Do exercises 8-11 and 13 in the course notes on eigendecompositions.

Heads

The dataset heads in the course directory consists of six measurements on the heads of 200 soldiers in the Swiss army. The six variables are

  • MFB minimum frontal breadth
  • BAM breadth of angulus mandibulae
  • TFH true facial height
  • LGAN length from glabella to apex nasi
  • LTN length from tragion to nasion
  • LTG length from tragion to gnathion

These data were obtained from the R package Flury. Perform a PCA on these data. Specifically:

  1. Obtain the eigendecomposition of the sample covariance matrix, and interpret the first and second eigenvectors.
  2. Find the correlation between the six original variables and the first two principal components (a six by two matrix). Make a scatterplot of these correlations, draw a unit circle on the plots, and interpret the plot.
  3. For $q=0,\ldots,6$, how much variation in the data is explained by the best $q$-dimensional affine approximation?
  4. The Swiss army is considering ordering gas masks, and are debating between making either two types of gas masks or four. If they make two types, describe how the two types should differ from one another. If they make four types, describe what the differences should be. Do you think they should make two or four types?

Phonemes

The phoneme data contains $n=4509$ periodograms, each periodogram consisting of $p=256$ values and representing an audio sample of someone speaking a sound. More information on these data can be found here.

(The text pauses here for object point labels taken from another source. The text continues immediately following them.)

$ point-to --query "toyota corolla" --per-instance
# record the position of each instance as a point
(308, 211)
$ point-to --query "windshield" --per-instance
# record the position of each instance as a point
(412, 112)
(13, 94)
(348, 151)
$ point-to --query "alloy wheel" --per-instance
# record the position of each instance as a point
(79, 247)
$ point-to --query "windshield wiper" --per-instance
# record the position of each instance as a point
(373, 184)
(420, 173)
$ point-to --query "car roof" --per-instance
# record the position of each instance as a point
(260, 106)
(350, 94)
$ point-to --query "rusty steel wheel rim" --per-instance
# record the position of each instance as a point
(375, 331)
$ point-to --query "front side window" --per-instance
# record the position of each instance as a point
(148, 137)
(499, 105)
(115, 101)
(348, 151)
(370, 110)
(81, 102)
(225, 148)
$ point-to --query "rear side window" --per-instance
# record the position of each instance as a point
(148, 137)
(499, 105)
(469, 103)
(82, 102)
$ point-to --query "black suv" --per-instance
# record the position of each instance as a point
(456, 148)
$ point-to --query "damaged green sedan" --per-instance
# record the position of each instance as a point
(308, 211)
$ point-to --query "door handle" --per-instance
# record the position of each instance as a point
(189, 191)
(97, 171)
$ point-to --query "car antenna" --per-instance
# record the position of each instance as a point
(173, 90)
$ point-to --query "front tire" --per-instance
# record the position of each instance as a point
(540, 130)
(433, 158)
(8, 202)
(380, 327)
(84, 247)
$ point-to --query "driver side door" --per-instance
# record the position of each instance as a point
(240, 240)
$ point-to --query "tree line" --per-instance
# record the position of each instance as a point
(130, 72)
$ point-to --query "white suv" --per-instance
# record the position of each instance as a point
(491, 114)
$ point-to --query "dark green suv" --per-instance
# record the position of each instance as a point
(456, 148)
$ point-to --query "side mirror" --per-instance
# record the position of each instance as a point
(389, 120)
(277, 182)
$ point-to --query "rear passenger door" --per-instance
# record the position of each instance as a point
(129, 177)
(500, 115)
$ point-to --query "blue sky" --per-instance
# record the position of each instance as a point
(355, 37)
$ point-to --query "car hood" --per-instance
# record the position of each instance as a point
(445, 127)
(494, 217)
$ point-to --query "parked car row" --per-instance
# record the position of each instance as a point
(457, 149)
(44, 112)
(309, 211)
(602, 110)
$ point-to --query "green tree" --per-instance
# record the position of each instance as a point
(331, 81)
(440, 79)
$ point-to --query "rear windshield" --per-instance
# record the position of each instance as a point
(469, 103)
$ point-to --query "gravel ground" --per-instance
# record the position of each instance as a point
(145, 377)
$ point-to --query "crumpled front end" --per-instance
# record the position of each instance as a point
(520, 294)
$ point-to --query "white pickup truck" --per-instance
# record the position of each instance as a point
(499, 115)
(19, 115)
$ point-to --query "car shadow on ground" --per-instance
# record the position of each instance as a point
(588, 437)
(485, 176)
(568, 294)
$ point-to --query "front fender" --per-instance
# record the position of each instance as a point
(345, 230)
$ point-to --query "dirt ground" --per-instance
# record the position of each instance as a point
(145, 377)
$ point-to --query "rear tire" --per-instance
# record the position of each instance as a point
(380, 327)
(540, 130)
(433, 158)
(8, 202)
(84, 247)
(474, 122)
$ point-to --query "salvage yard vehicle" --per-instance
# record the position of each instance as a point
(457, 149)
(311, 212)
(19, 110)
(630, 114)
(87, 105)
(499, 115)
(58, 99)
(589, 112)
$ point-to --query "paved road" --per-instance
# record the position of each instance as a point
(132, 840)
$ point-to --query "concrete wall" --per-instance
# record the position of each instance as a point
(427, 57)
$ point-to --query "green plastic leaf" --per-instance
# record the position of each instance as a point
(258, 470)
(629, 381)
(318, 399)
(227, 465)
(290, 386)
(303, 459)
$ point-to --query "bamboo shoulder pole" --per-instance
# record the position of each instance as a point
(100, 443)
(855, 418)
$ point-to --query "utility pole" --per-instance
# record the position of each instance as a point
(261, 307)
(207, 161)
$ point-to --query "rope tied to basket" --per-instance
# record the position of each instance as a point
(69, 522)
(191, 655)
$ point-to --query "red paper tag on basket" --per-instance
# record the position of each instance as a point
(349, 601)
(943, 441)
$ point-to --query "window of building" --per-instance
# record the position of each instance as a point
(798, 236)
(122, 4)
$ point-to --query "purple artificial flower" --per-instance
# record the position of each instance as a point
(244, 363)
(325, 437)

  1. Obtain the eigenvalues of the sample covariance matrix. Make a plot of the ordered eigenvalues and the cumulative proportion of variance explained. What fraction of the variance in the data is explained by the first four principal components?
  2. The rownames of the data matrix indicate the sounds that each periodogram represents. Make scatterplots of the first four principal components, indicating the different sounds by plotting color, character or text.
  3. Compute the four-dimensional vector of principal component means for each of the five different sounds. Report these values and include them on the previous plots.
  4. Categorize each row of the data matrix to the sound category that it is closest to, in terms of the first four principal component scores. Make a five-by-five two-way table indicating how the different sounds are categorized.